Heck, Reddit's antiwork sub has some 2.6 million subscribers and is regularly populated with content from folks who've about had it up to here with their bosses and the way they treat their workforce.
Many of these posts also appear to call out generational differences between management/workers, along with the different expectations each demographic has towards work.
It's believed that Gen Z cares more about "work life balance" as compared to previous generations, i.e. they're not about making their respective vocations the end-all-be-all of their lives.
And a recent TikTok posted by a user named Cruz (@champagnecruze) only further adds to this generational workplace debate. In the clip, he re-enacts the various reactions different generations have to be asked to perform duties and tasks outside of their job description.

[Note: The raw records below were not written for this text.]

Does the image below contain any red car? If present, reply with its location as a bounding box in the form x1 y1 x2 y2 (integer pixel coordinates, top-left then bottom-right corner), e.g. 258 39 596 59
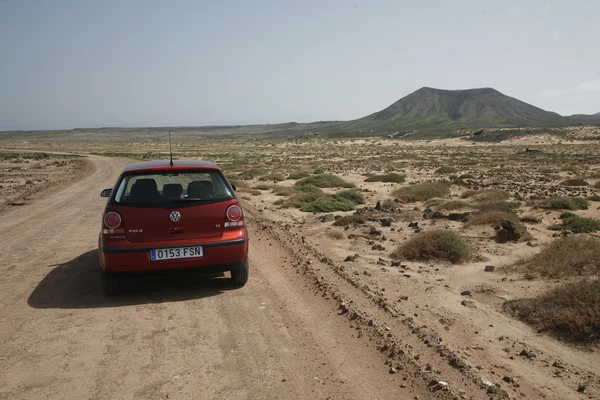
98 160 248 296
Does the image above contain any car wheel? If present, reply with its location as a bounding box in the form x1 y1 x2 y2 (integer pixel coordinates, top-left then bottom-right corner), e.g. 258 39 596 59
231 260 250 286
102 272 121 296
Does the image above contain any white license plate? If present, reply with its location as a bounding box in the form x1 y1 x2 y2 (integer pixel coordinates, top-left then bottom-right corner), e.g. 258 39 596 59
150 246 204 261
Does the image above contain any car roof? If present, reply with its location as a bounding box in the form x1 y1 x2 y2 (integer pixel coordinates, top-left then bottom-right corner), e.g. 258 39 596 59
123 160 221 173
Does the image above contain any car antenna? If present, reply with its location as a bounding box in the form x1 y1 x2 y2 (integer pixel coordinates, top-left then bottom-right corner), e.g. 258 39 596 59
169 131 173 167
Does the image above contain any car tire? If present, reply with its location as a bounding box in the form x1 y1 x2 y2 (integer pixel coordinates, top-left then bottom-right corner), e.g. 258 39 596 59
231 260 250 286
102 272 121 296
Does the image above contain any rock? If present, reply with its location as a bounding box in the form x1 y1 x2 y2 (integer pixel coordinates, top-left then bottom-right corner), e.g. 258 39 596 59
428 381 448 392
379 218 394 226
481 379 494 387
486 385 510 400
369 226 382 235
500 219 517 232
448 212 471 222
344 254 360 261
460 300 477 308
519 349 537 358
321 214 335 222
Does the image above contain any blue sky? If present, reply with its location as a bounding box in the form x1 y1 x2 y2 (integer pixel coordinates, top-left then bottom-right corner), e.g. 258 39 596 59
0 0 600 130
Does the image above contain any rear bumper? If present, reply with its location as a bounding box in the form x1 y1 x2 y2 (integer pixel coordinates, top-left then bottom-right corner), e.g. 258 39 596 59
99 238 248 273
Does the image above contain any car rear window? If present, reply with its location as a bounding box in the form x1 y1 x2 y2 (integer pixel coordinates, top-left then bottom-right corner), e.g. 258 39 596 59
114 171 235 208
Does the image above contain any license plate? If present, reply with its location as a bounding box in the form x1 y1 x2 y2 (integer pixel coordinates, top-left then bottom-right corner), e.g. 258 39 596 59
150 246 204 261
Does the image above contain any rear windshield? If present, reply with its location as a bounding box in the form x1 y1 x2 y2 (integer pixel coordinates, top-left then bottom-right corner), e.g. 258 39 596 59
114 171 235 208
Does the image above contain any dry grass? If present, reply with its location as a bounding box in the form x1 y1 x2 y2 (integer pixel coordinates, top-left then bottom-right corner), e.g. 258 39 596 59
365 172 406 183
466 210 516 226
550 211 600 233
537 197 590 210
560 178 590 186
294 174 354 188
460 189 510 202
503 279 600 344
327 231 345 240
333 215 365 226
475 201 519 213
439 200 473 211
391 229 471 264
435 167 458 175
258 173 285 182
392 182 450 203
507 236 600 278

He begins with boomers, who, upon receiving a message to do something outside of their description happily take on the task, but not without a bit of difficulty in locating what's being asked of him in his email inbox.
Cruz then goes to a Gen X-er who calls out the fact that the new task being assigned to them falls outside the line of his work, but that he will attempt to "move some things around" and "take a look at it" but ultimately agrees to have it sent over to him.
The Millennial is up next, who is seen wearing a snuggie and is rudely asking their manager what they want. They angrily type out an email explaining that they don't have the time to do the additional task and that they're going to immediately start looking for a new job because of the inconvenience as they dig through a bag of snacks.
The last is Gen Z, who sees the message and then closes their laptop after simply saying, "immediately no."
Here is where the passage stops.